Everlaw Story Builder, a post-deposition case analysis tool, collates critical case documents and deposition testimony to construct timelines and compelling case narratives for use at trial.
Similar to Story Builder, DISCO Case Builder enables users to organize and extract insights from deposition testimony.
Sullivan & Cromwell, a global law firm headquartered in New York, is reportedly developing an AI Deposition Assistant that can formulate deposition questions and identify unusual witness behavior in real-time.
Apart from deposition-specific tools, several AI-enhanced offerings on the market can aid litigators in deposition preparation:
- Legalyze.ai generates summaries and timelines based on case documents.
- Humati.ai offers AI-enhanced document review and summarization.
- Leah CoPilot from ContractPodAi can summarize legal documents and uncover hidden connections.
Reveal AI equips litigators with pre-trained AI models for legal subject matter and sentiment analysis tools to discern the tone and intent of communications. It also provides detailed background checks on deposition witnesses.
Traditional legal research giants, Thomson Reuters (Westlaw Precision AI) and LexisNexis (Lexis+ AI), have introduced AI-enhanced products that, while not exclusively designed for depositions, hold significant potential to streamline common deposition preparation tasks. Unlike standard ChatGPT offerings, these platforms derive insights from extensive proprietary legal databases.
Furthermore, Harvey.ai, a ChatGPT adaptation customized for legal applications with an emphasis on data security, has forged a partnership with the international law firm Allen & Overy, where it is undergoing testing by over 3,500 lawyers.
While we have yet to reach the point where these technologies, no matter how impressive, can replace or replicate the services of skilled litigators, it is undeniable that an adept litigator armed with AI tools will be more efficient, valuable to clients, and potentially more compelling in court compared to a counterpart without technological support.
In fact, the decision to incorporate AI into legal practice may not be a choice at all. While the ethical duty of technology competence does not mandate technology use, it does require lawyers to possess knowledge of relevant technologies and engage with them.
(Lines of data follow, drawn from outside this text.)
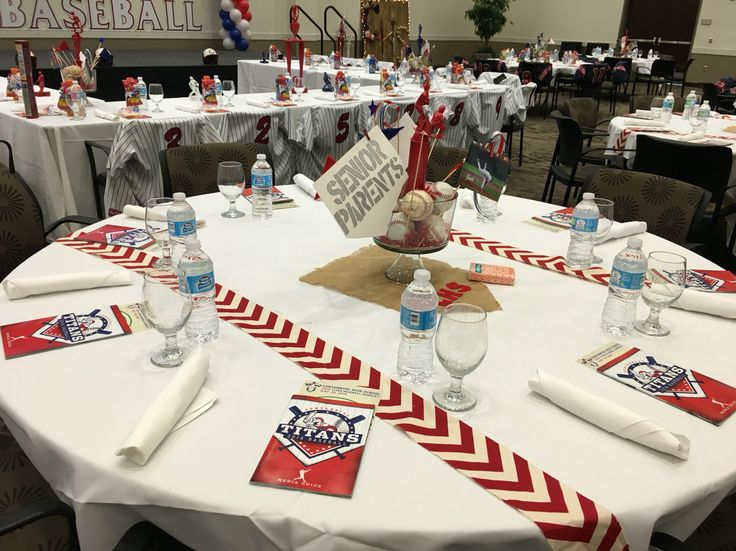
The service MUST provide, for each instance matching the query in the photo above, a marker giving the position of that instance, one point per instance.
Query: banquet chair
(99, 179)
(645, 102)
(442, 161)
(671, 208)
(193, 168)
(706, 166)
(22, 233)
(516, 121)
Lawyers should, at a minimum, evaluate whether technology can be appropriately applied to their cases and weigh the associated risks and benefits.
A comprehensive exploration of the ethical considerations arising from AI in law practice is provided in “Practical Guidance for the Use of Generative Artificial Intelligence in the Practice of Law,” published by the State Bar of California on November 16. This guidance addresses the multitude of ethical obligations within the lawyers’ professional code that are implicated by the use of generative AI technologies, including concerns related to over-reliance on AI outputs, client data security, client disclosure, and billing for AI technology expenditures during representation.
Conclusion:
The integration of AI, especially generative AI, is reshaping the legal landscape by streamlining various legal tasks, including deposition preparation. ChatGPT and other AI-driven tools offer customization and efficiency, making lawyers more effective. While these technologies won’t replace skilled litigators, they enhance their capabilities. The legal market must adapt to leverage AI’s potential for efficiency and improved client service.